This is the pattern our relationship has pretty much followed, and although it drives him crazy, and sometimes he nags and nags at me to help out, which is fair enough although I maintain that we split chores pretty much equally in other ways.

Anyway the point of my tale is not our own domestic arrangements, but the peril of staying with your inlaws.  There’s no secret where the Turk gets his cleaning habits from, Mummy Turk  has been a housewife since around the age of 16 and between raising four kids spends the other hours in the day cleaning.  I’m limiting it to cleaning because I feel the Turks and me disagree on what tidying is (it’s actually putting stuff away not simply piling it all into a heap in a corner and then telling me that this is my pile to sort through…it’s definitely not tidying).

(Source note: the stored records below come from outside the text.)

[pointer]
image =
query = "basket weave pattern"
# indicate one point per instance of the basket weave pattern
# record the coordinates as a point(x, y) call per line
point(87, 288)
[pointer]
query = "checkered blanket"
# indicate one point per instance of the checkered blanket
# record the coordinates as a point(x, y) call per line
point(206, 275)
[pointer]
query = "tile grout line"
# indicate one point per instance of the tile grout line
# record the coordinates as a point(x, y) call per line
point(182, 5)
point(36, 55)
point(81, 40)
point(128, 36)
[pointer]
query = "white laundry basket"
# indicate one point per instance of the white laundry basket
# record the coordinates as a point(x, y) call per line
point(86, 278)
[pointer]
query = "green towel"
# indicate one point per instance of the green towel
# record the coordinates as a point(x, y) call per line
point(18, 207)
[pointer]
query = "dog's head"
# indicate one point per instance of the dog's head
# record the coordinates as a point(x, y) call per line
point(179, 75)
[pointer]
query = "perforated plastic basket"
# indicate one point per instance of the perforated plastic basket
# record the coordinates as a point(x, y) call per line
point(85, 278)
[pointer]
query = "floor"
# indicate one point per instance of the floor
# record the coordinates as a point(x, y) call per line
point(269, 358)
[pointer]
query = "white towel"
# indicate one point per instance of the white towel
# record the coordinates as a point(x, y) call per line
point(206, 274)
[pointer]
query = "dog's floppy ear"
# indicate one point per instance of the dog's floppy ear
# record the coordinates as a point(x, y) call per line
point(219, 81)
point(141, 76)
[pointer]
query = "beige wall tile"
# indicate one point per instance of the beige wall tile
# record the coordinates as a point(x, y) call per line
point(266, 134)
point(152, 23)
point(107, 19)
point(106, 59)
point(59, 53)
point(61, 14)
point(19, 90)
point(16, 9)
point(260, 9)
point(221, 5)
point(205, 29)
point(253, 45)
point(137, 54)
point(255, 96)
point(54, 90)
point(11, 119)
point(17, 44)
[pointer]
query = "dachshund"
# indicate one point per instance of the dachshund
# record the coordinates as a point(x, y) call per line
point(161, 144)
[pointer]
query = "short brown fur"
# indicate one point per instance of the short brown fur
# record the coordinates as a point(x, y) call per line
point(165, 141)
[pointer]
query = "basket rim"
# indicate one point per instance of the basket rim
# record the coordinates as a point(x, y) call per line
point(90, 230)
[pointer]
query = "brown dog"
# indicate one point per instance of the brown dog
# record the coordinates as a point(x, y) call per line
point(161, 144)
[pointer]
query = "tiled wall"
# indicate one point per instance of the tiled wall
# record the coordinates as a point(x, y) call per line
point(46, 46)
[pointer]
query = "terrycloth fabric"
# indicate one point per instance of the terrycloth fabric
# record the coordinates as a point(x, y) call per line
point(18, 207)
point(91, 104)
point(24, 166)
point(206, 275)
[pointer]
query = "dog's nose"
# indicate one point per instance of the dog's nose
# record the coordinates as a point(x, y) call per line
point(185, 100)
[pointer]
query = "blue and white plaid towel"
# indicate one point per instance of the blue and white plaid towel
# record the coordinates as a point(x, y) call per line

Mummy Turk cleans all the floors in their flat (on her hands and knees) every week, vacuuming is daily, windows at least once a week, curtains every month and all carpets are removable so that they can be sent to be cleaned twice a year (and after visitors).  It’s not just the family Turk, I think it’s all Turks….

Everything is ironed…everything (towels – why – it stops them being fluffy).  All white washing is bleached to ensure it stays white so that the neighbours are impressed when you hang them out of the window to dry (I’m not joking, this is the actual reason I was given).

Again I digress.  We always frequently stay with family when in Turkey and this leaves me with a dilemma, technically when we go to Turkey we are on our only ever holiday.  So, do I help with the cleaning?  Part of me feels I should – but she’d be cleaning anyway…

I guess we do cause more cleaning by the very nature of being there, but it is my HOLIDAY…

Just something I think about every so often!